Responding to pressure from members of her own party to resign, Ms. Feinstein said last week she would not do so. Instead, she requested a temporary replacement on the panel, offering no timeline for her return.
“I spoke to Senator Feinstein just last Friday,” Mr. Schumer said. “She and I are very hopeful she’ll return soon.”
As lawmakers trickled back to the Capitol after a two-week recess, Democrats pleaded for Republicans to show compassion to a colleague some of them have served with for decades.
Senator Richard J. Durbin, Democrat of Illinois and chairman of the Judiciary Committee, tried to appeal to a sense of decorum that once prevailed in the Senate, particularly when it came to matters of age or infirmity.
“It just boils down to this,” Mr. Durbin said. “Tomorrow this could happen to the Republicans, and they could find themselves in a vulnerable position through no fault of their own. I hope that they’ll show a little kindness and caring for their colleague.”
Faced with a situation in which there were no good options, some Democrats viewed the stalemate as a way to coax Ms. Feinstein to consider her next steps.
“If this goes on month after month after month, then she’s going to have to make a decision with her family and her friends about what her future holds,” Senator Amy Klobuchar, Democrat of Minnesota, said on ABC’s “This Week” on Sunday. Ms. Klobuchar also said that she was taking Ms. Feinstein at her word that she would be back soon. “This isn’t just about California. It’s also about the nation.”
Adding to the growing pressure on Ms. Feinstein is that in a moment of divided government, with Republicans in control of the House, judicial nominations are among the only things Senate Democrats can do on their own.
“The situation of just letting the nominations stall endlessly is not tenable,” said Brian Fallon, the executive director of the progressive advocacy group Demand Justice. “The conversation needs to be shifted to what can be done now. That concern hasn’t gone away, and this option isn’t going to solve it.”

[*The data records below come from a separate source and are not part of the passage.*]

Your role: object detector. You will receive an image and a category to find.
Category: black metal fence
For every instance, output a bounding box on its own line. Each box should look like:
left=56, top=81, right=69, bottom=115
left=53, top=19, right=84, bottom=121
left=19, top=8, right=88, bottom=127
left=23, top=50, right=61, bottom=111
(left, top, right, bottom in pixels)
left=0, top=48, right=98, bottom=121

Mr. Fallon said Democrats should increase the pressure on Republicans, including by trying to change filibuster rules to allow the replacement to be made unilaterally.
He said Democrats could also threaten to do away with blue slips, an informal Senate practice that allows a senator to block the nomination of a judge from his or her home state.
“Just raising the specter of it might cause the Republicans to think twice,” Mr. Fallon said. “Republicans didn’t even contemplate trying to meet the Democrats halfway because they don’t fear any reprisal.”
On Tuesday, when asked about doing away with blue slips, Mr. Schumer said that “Senator Durbin and the Judiciary are considering it.”
Questions about Ms. Feinstein’s ability to perform her job have dogged her for years and were prevalent even in 2018, when she decided to seek re-election. She has never been open to talk of resigning, even as some close to her have tried to urge her to engineer a graceful exit to safeguard her legacy as a pioneering woman in politics. Instead, she has slowly diminished her profile in the Senate, often begrudgingly.
In 2020, Ms. Feinstein agreed to relinquish the top Democratic spot on the Judiciary Committee amid pressure from progressives who said she was not up to the task of leading a crucial panel at the forefront of the partisan war over the courts in a new Biden administration.